Eficácia de uma vacina é medida em estudo e não é vida real, as pessoas que se voluntariam para o estudo são saudáveis e nem sempre representam numerosamente todas as faixas etárias. Tais estudos provam que aquela vacina não faz mal, oferece uma proteção mínima e por isso pode ser utilizada na população em geral (aprovação pela ANVISA). Aos poucos as pesquisas posteriores a aprovação vão ampliando os estudos aumentando as faixas etárias, incluindo voluntários com outras condições de saúde e conhecendo melhor o desempenho de cada vacina. Adequando a vacina a melhor desempenho na população.

Quanto a Coronavac, com os estudos realizados após a aprovação, já se tem definido que na população em geral (saudável ou nem tanto) ela é extremamente eficaz para redução de casos moderados a graves, inclusive o evitando o óbito. Para qualquer vacina ter o efeito desejado devemos considerar a velocidade de aplicação na população e a cobertura vacinal. Então se aplicamos esta vacina para poucas pessoas e vagarosamente, permitimos que o vírus continue circulando, entrando em contato com as pessoas e algumas desenvolvendo a doença, mesmo que de forma menos grave, mas representando ainda um problema para as pessoas.

Com o aumento da cobertura vacinal, e a aplicação de forma mais rápida, mais pessoas estarão protegidas e o vírus circulará menos, teremos então menos casos de infecção. Por isso é importante tomarmos duas doses de qualquer vacina (aquela que tiver no momento para nos vacinarmos), dessa forma vamos colaborar para diminuir a circulação do vírus.

O experimento em Serrana onde houve a vacinação de forma rápida e em toda a população adulta com a Coronavac, demonstrou excelentes resultados com diminuição de número de casos, moderados, graves e óbitos. Mas no atual momento, não conseguimos ter essa dinâmica em nosso país.

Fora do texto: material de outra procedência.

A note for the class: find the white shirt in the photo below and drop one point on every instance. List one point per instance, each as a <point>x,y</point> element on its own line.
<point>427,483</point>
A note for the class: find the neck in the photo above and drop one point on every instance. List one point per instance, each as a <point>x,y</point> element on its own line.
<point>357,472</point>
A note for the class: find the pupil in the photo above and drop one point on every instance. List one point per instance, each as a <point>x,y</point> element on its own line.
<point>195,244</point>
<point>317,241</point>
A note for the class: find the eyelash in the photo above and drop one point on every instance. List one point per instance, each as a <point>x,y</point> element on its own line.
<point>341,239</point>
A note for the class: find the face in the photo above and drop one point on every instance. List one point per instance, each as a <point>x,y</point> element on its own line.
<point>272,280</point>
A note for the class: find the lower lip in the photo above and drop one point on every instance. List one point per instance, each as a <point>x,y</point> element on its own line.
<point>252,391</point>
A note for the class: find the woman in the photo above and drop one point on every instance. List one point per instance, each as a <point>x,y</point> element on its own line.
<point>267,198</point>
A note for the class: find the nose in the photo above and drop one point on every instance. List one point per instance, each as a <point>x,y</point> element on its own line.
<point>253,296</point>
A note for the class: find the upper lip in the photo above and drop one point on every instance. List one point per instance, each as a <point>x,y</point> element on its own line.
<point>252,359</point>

Outro elemento importante para qualquer vacina é considerarmos o envelhecimento do sistema imune (imunosenescência). Com o nosso envelhecimento, o sistema imune também envelhece, fica mais lento para responder e responde com menor potência. Alguns estudos questionam a eficácia da Coronavac em idosos, relatando uma faixa de 30 a 60%, por isso devemos ter uma vacinação rápida, com elevada cobertura vacinal e adotar as medidas não farmacológicas (uso de máscara, higienização das mãos e distanciamento social) enquanto o vírus estiver circulando. Dessa forma protegeremos inclusive as pessoas que o sistema imune tem maior dificuldade para responder em virtude do envelhecimento

Quando aplicamos qualquer vacina em uma população imensa, veremos infelizmente casos mais graves e até óbitos mesmo com duas doses e independente do tipo de vacina, mas com certeza tais ocorrências serão em menor número do que se não houvesse a vacinação da população. Mais uma vez a importância das medidas de proteção não farmacológicas são indiscutíveis, pois associadas a vacinação alcançamos o objetivo de diminuirmos os casos moderados, graves e óbitos.

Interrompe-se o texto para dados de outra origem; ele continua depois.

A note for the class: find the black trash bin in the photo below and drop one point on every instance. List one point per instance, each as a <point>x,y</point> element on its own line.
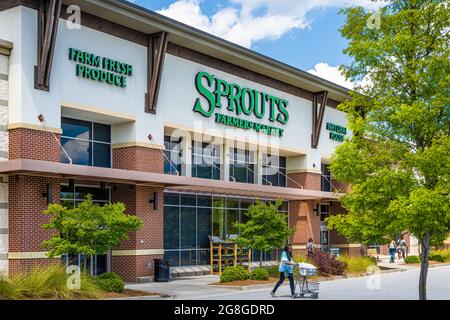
<point>162,270</point>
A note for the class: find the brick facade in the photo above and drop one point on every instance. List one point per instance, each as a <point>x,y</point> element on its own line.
<point>306,224</point>
<point>138,158</point>
<point>308,180</point>
<point>33,144</point>
<point>17,266</point>
<point>27,201</point>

As medidas de proteção não farmacológicas são importantes não somente para proteger as pessoas ao nosso redor, mas também para diminuir a circulação do vírus. Enquanto tivermos a taxa de infecção elevada, teremos um maior número de mutações virais e então risco de surgimento de variantes mais transmissíveis, mais agressivas (com maior risco de casos graves e óbitos) e que podem não ser cobertas pelas vacinas disponíveis. Se permitirmos isso acontecer voltaremos dez casas atrás no jogo e teremos um impacto muito maior em nossas vidas.

Por isso, é importante tomarmos a vacina que for possível, no seu esquema completo (duas ou uma dose dependendo da vacina) e o mais rápido possível. Enquanto fico esperando a melhor vacina para tomar, permito que o vírus vença o jogo!

(*) Inês Aparecida Tozetti é doutora em Imunologia pela USP e professora de Imunologia do INBIO/UFMS.